Феликс работал в ФизХимии на Ленинском, неподалеку от пятой школы. К 1996 году институт опустел, библиотека работала через день, и научную деятельность почти свернули. Говорили, что в других корпусах не работали туалеты и лифты, здесь же поддерживалось какая-то видимость цивилизации. Тем не менее, каждый спасался в одиночку. Последние три месяца Феликс писал на заказ модуль для бухгалтерской программы и сегодня вот уже два часа искал ошибку. Краем глаза он посматривал на часы, отдельным окошком висящие в углу доисторического EGA-монитора, закупленного лабораторией еще в конце восьмидесятых: полпервого должен прийти Глеб. Вот странно: толком не виделись уже много лет, а тут встретились на Емелиных похоронах, и месяца не прошло - сам перезвонил, сказал, хочет повидаться. Собирался зайти вечером, но Никита что-то приболел, и Нинка вряд ли обрадуется гостю. Договорились встретиться прямо в институте.

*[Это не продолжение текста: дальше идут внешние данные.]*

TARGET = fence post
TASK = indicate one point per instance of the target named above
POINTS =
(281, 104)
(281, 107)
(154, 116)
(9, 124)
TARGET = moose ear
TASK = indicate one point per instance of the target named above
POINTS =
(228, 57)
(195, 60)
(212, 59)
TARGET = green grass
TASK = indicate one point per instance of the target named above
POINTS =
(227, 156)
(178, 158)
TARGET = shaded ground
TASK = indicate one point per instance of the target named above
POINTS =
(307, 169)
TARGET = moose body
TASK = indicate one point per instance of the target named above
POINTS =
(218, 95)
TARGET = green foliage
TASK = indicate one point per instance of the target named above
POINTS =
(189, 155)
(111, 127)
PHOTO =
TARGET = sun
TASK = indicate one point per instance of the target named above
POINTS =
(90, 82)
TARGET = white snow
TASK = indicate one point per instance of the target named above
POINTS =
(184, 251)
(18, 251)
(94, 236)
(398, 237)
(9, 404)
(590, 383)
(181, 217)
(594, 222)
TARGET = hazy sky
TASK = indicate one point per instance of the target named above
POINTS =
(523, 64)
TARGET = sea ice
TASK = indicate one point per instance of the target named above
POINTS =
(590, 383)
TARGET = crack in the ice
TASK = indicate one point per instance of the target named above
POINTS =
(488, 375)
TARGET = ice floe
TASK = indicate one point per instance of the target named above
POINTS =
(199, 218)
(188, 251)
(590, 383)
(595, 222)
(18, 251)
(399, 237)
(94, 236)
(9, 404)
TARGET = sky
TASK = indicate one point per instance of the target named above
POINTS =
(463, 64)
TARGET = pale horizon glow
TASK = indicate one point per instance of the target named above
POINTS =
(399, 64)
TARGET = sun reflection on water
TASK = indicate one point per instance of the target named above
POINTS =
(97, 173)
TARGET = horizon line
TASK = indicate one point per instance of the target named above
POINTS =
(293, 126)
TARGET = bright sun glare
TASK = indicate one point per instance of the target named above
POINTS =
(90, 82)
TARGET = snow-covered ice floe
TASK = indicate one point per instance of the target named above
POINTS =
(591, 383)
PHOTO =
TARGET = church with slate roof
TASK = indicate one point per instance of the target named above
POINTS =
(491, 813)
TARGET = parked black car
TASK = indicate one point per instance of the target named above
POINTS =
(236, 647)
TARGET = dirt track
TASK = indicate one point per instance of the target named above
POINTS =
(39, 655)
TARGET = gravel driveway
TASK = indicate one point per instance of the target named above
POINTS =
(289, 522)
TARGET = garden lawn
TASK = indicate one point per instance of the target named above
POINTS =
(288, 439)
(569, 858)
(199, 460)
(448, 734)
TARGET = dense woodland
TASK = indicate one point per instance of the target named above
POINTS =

Глеб позвонил с проходной, Феликс взял бланк пропуска, подписанный вечно отсутствующим завлабом, вписал "Глеб Аникеев" и спустился за Глебом. Столовая в Институте давно не работала, они пили чай прямо у Феликса: все равно в лаборатории сегодня никого больше не было. Воду кипятили на газовой горелке под тягой - только остатки оборудования и напоминали теперь о химии.

- Ты все эти годы так здесь и проработал? - спросил Глеб.

- Числюсь, - ответил Феликс и подумал: я, наверное, кажусь ему неудачником - такое, мол, было интересное время, а я его просидел здесь, в лаборатории.

- Так странно, - сказал Глеб. - Я помню, в школе ты был для меня… ну, чем-то особенным. Мы тебя, конечно, дразнили то Железным, то Голубым, но я тебе завидовал. Помнишь, мы с тобой как-то весной гуляли?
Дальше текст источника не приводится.